Complete with a promise of fireworks at midnight, Club Congress is hosting a show billed as the 4th of July Rock N Roll Riot, which will also serve as a farewell party for local comedian/DJ/man-about-town Marques Emanuel (who's packing up for New York City, apparently). For the music portion of the evening's entertainment, David Slutes and Clif Taylor's Silverfox and the groove-oriented-post-punk stylings of Pork Torta. Admission is free for the 10 p.m. show. More info at

Not too far away, at the former Dry River Collective spot at 740 N. Main, Amen Dunes are headlining an all-ages show with Ohioan and Night Collectors. Amen Dunes is essentially a solo project of Andrew McMahon, but seems to expand its scope each album with this year's Love, a great psych-art-folk-pop record that should appeal to fans of Will Oldham's recent work and early Mercury Rev, although neither comparison really quite captures what's going on. I'm not entirely sure how the songs on Love will translate live, but that's part of the fun of it, right?

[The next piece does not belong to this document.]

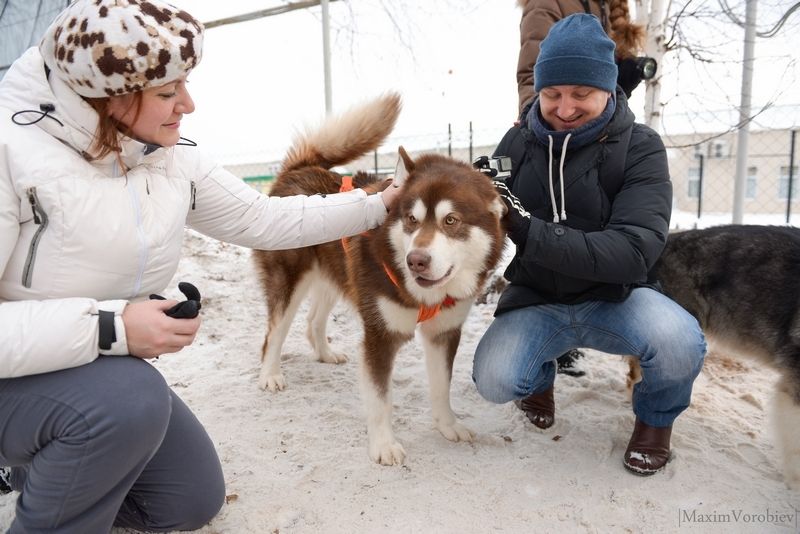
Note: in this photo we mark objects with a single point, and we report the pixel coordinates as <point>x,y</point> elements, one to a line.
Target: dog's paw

There's a $5 suggested donation for the 8 p.m. show, with more info at


Speaking of rock, if you enjoy the kick-you-in-the-teeth sounds of bands like the Dead Boys and the MC5, you'll want to check out Portland's P.R.O.B.L.E.M.S. (no, it's not an acronym; yes, it's a pain in the ass to type) on Tuesday, July 8 at the District. Formed by members of other Portland garage rock/punk acts like Pierced Arrows, Poison Idea and the Weaklings, the band has toured everywhere, playing VFW halls (no joke, they're playing two back to back before hitting Tucson) and the like, released eight singles and is getting ready to put out their second album Another Day in September. It's real loud and fast rock music with two guitars and angry bursts of energy in each song. It's great stuff that manages to sound like everything you like, but remains original enough to still be interesting. Free Machines, Thunders and Pop Gestapo open the show and, of course, there's no cover. Check with the bar to see what time the show starts, but I'd imagine 10 p.m. is a safe bet. More info on P.R.O.B.L.E.M.S. at and the District's Facebook page is worth a follow, if only sporadically helpful on the info front, but hey, that's part of the charm.

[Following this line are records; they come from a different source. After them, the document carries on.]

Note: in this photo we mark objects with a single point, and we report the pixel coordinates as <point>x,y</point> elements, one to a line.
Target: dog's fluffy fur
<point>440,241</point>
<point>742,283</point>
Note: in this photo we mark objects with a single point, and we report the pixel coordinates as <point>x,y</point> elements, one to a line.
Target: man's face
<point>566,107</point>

I feel strange even writing about Burning Palms, since they're officially Joshua Levine's beat around here, but it should be noted that the tribalish low-fi band is playing an album launch party Friday, July 5 at Flycatcher. The band are as much as an experience as a musical act in some ways, so the show reflects that, with art by Laura Hines, food trucks, surprise guests and "tunes" by The Resonars' Matt Rendon and Secret Machines' Joshua Levine (hey, I knew if I mentioned Burning Palms, he'd show up somehow). The show's at 9 p.m., $5, and more info can be found at the Facebook event page (


Two other shows this week by people and bands we've written about quite a bit in, but that certainly deserve a mention: Sun Bones and Laura Kepner-Adley play Flycatcher on July 4 (busy night!) at 8 p.m. for a $5 cover and Chicha Dust take over the corner of Che's floor at 10 p.m. on Thursday, July 3 for a free show. See one! See both! You can't lose and it's a reminder that even during a slow week concert-wise, there's still great stuff happening nearly every single night. It's a great time to be a music fan in Tucson, I think.

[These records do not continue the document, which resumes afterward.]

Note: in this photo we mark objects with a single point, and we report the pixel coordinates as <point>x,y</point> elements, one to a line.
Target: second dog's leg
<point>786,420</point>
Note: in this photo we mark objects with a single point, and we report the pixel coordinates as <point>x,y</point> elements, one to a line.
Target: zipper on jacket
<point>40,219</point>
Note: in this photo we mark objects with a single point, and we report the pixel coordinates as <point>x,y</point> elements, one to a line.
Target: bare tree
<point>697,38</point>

Related to local music in almost no way whatsoever (and I realize writing that is a signal for some of you to grumble online, sorry), but the death of Bobby Womack on Friday, July 27 at the age of 70 seems worth noting in this space. Although hanging out with Damon Albarn and performing on Gorillaz's songs in recent years gave Womack a boost in publicity, he never seemed to the same recognition in life that Marvin Gaye or Curtis Mayfield did by dying earlier, but I'd match his 60 year career in music up against any soul musician (even with years taken away by drug addiction), mostly for what he did with his own songs, the guitar work he provided to albums by Aretha Franklin and others, and his incredible touch on tracks he covered like his absolutely perfect version of James Taylor's "Fire and Rain." I thought I knew a lot about soul and R&B when I started a gig at Warner Music Group ages ago until one of my co-workers, David Gorman, shoved a bunch of Bobby's music into my hands. His music has been a gift to me every since. RIP, Bobby Womack and thanks.